A nche il passaggio tutto sommato rapido di Draghi è stato altrettanto velocemente digerito, diciamolo, e la nostra classe dirigente può di nuovo dedicarsi a quanto di meglio si sente vocata: la trionfante, pigolante e autoreferenziale tattica politica.

Le nuove elezioni rappresentano peraltro un palcoscenico unico, nutrite da un contorno mediatico che pone personaggi men che marginali e inetti sotto l’occhio di un riflettore scambiato per il sole, mentre l’opinione pubblica rassomiglia ogni volta di più ai pollai dell’infanzia, nei quali regnavano la rimozione e l’oblio. Ricordo un racconto in francese: la domenica mattina il capofamiglia prelevava uno o due polli per il pranzo e tutte le teste crestate si sollevavano pietrificate, giacché avvertivano il grido della morte all’opera. Questa consapevolezza durava poco più di un secondo; la nuvola di penne ritornava subito a compattarsi, ogni becco intento nuovamente a beccare, come niente successo.

Non abbiamo appreso niente, questa è la verità che ancora emerge dalle dichiarazioni politiche, dalle analisi sui sempiterni collegi uninominali, dai nomi che si ripetono. Ma è possibile cambiare un sistema in crisi se i componenti rimangono sempre gli stessi? Esiste una remota speranza che in una nebbia di mediocrità una luce sciaboli sulle coscienze e le risvegli prima che vengano costrette dall’incombente trauma esterno?

Si potrebbe polemizzare facendo riferimento alla cosiddetta “agenda Draghi”.

N otando ad esempio che nell’ultimo anno e mezzo il nostro debito pubblico è aumentato di 150 miliardi e lo spread è passato da 100 a 200 punti base senza peraltro che il cittadino toccasse con mano alcuna sostanziale riforma, ma la valanga che ci sta travolgendo ha origini lontane, in decenni di una dissennata politica di sprechi strategici, di cui un’inamovibile e tentacolare élite si dovrebbe assumere le colpe invece che indirizzare sermoni.

Pensiamo solamente alla dipendenza energetica: un approvvigionamento stabile e sicuro d’energia è un cardine di sicurezza nazionale oltre che economico.

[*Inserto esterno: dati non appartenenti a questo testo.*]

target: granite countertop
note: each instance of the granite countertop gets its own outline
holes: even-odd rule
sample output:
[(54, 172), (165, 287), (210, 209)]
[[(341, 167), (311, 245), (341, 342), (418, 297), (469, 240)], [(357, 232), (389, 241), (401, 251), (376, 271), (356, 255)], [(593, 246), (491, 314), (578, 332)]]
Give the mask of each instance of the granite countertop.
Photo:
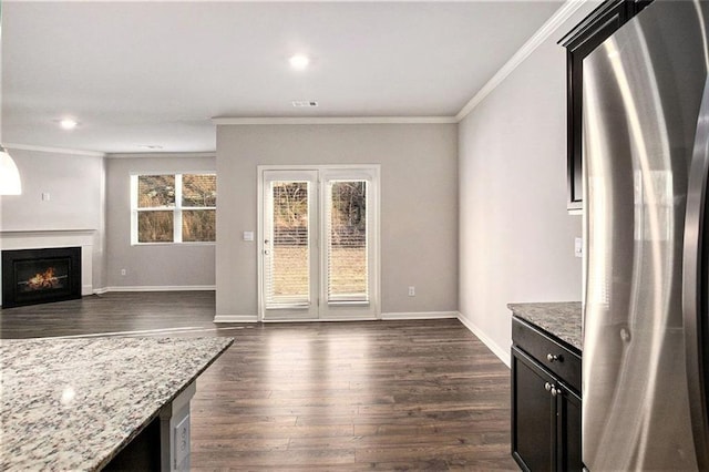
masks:
[(97, 470), (233, 338), (0, 341), (0, 470)]
[(583, 351), (580, 301), (547, 304), (508, 304), (517, 318), (530, 321), (543, 330)]

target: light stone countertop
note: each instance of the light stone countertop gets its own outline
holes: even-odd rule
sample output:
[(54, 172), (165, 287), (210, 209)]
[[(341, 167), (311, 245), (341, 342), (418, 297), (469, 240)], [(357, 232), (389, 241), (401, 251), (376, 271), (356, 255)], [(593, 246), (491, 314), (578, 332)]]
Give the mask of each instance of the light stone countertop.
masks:
[(105, 466), (232, 342), (0, 340), (0, 470)]
[(530, 321), (583, 351), (580, 301), (508, 304), (517, 318)]

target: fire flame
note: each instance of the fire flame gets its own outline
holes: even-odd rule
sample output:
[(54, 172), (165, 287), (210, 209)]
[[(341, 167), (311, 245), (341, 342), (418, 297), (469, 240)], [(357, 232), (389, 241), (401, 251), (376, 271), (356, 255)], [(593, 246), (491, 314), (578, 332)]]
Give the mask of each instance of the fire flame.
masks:
[(50, 267), (43, 273), (34, 274), (27, 281), (27, 286), (31, 290), (41, 290), (47, 288), (59, 287), (59, 278), (54, 276), (54, 267)]

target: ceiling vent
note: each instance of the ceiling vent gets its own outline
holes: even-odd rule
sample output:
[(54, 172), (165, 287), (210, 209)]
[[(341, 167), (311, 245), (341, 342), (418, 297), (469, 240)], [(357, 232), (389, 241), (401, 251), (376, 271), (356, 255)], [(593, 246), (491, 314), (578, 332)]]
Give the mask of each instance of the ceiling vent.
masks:
[(302, 109), (302, 107), (314, 109), (318, 106), (318, 102), (316, 102), (315, 100), (294, 100), (292, 105), (296, 109)]

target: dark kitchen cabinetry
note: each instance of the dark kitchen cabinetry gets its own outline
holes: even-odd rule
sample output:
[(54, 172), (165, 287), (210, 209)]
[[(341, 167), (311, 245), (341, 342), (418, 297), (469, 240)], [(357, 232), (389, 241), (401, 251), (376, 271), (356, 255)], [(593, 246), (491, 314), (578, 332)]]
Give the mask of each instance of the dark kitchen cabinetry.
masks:
[(580, 352), (512, 320), (512, 455), (523, 470), (579, 471)]
[(566, 48), (568, 209), (582, 209), (584, 58), (651, 0), (607, 0), (559, 41)]

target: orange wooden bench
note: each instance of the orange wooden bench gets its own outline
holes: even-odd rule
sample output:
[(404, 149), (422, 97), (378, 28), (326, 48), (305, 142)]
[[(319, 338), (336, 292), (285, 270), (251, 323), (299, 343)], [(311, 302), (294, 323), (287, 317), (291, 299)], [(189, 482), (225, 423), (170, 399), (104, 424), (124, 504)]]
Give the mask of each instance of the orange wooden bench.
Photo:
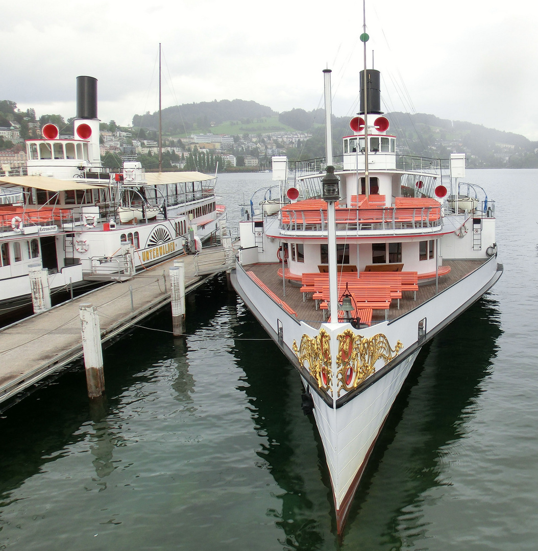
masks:
[(294, 310), (289, 304), (285, 302), (282, 299), (279, 298), (259, 278), (254, 272), (245, 272), (246, 274), (251, 279), (256, 285), (261, 289), (262, 289), (265, 293), (271, 298), (277, 304), (281, 306), (288, 314), (290, 314), (292, 316), (295, 316), (295, 317), (297, 317), (297, 313)]
[[(349, 292), (355, 301), (357, 309), (371, 308), (372, 310), (385, 310), (385, 319), (387, 319), (388, 311), (390, 308), (390, 303), (392, 301), (390, 289), (383, 288), (378, 289), (369, 288), (360, 290), (355, 289), (353, 291), (350, 290)], [(320, 304), (320, 308), (322, 310), (327, 310), (329, 307), (328, 300), (329, 290), (327, 289), (324, 301)], [(324, 317), (325, 317), (325, 314), (324, 314)]]
[[(439, 276), (445, 276), (450, 271), (450, 266), (439, 266), (437, 268), (437, 273)], [(428, 272), (426, 273), (418, 274), (419, 281), (421, 279), (431, 279), (435, 277), (435, 272)]]
[[(293, 281), (300, 281), (301, 278), (302, 277), (302, 274), (294, 274), (292, 273), (289, 271), (289, 268), (286, 268), (284, 271), (284, 273), (286, 274), (286, 278), (287, 279), (292, 279)], [(282, 277), (282, 268), (278, 268), (278, 276), (279, 277)]]
[[(370, 327), (372, 325), (372, 316), (374, 311), (371, 308), (361, 308), (358, 310), (354, 310), (351, 312), (351, 317), (358, 318), (359, 322), (363, 323)], [(346, 321), (345, 314), (342, 310), (339, 310), (338, 312), (338, 321), (345, 322)], [(329, 316), (329, 323), (331, 323), (331, 316)]]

Cosa è stato fatto, e non solo in Italia ma in tutta Europa? Ci siamo volontariamente intubati, sicuri del nostro diritto di Paesi ricchi al continuo vassallaggio di Paesi terzi, quest’ultimi costretti a fornirci gas e materie prime a prezzi di convenienza (nostra). Poche centinaia di milioni di persone che succhiano energia per il proprio benessere e il proprio futuro, certi dell’incoronazione dataci dalla storia e garantita dai nostri “valori” (anche se in Asia mi dicevano che i valori hanno il limite dei 150 dollari al barile di greggio, oltre il quale vale solo la legge della giungla – se ne vedono già i prodromi). In tre anni il prezzo dell’energia è esploso e non scorgiamo la fine di quest’impennata che pure qualcuno avrebbe potuto prevedere – dov’erano gli statisti e gli economisti? Biden va invece a Canossa dal principe ereditario arabo Mohammed bin Salman, definito sinora “un paria”, e rimaniamo basiti vedendolo esplicitare il suo dissenso dandogli il pugno invece che stringergli la mano – l’uomo più potente al mondo ridotto a una macchietta pur di ottenere petrolio. L’Occidente si rimangia la parola dimenticando il faro d’umanità sociale che rappresenta, e riapre contatti e affari con dittatori di vario genere e spessore, sacrificando per strada popolazioni variamente sfortunate. Chi ha speso parole trascinato dallo zelo atlantista riconsidera Erdogan, Maduro e stati canaglia – ci ricordiamo di Guicciardini: “franza o spagna purché se magna”?

E chi s’era innamorato (per interesse, come s’usa, non per amore) del progetto di transizione ecologica, oggi rincula. Riappaiono articoli scientifici in cui la colpa del cambiamento climatico non viene addossata ai combustibili fossili, si ritorna al carbone, si ripensa il nucleare. E come ricorda all’Onu la vice presidente della Nigeria, Yemi Osinbajo: “Nessun Paese al mondo ha potuto diventare industrializzato sulla base delle energie rinnovabili.” Per miliardi di persone la guerra è la sopravvivenza – quella in Europa rimane solo una querelle tra ricchi – e le elezioni italiane esistono come esistono qua e là batterie di polli, stessa rilevanza.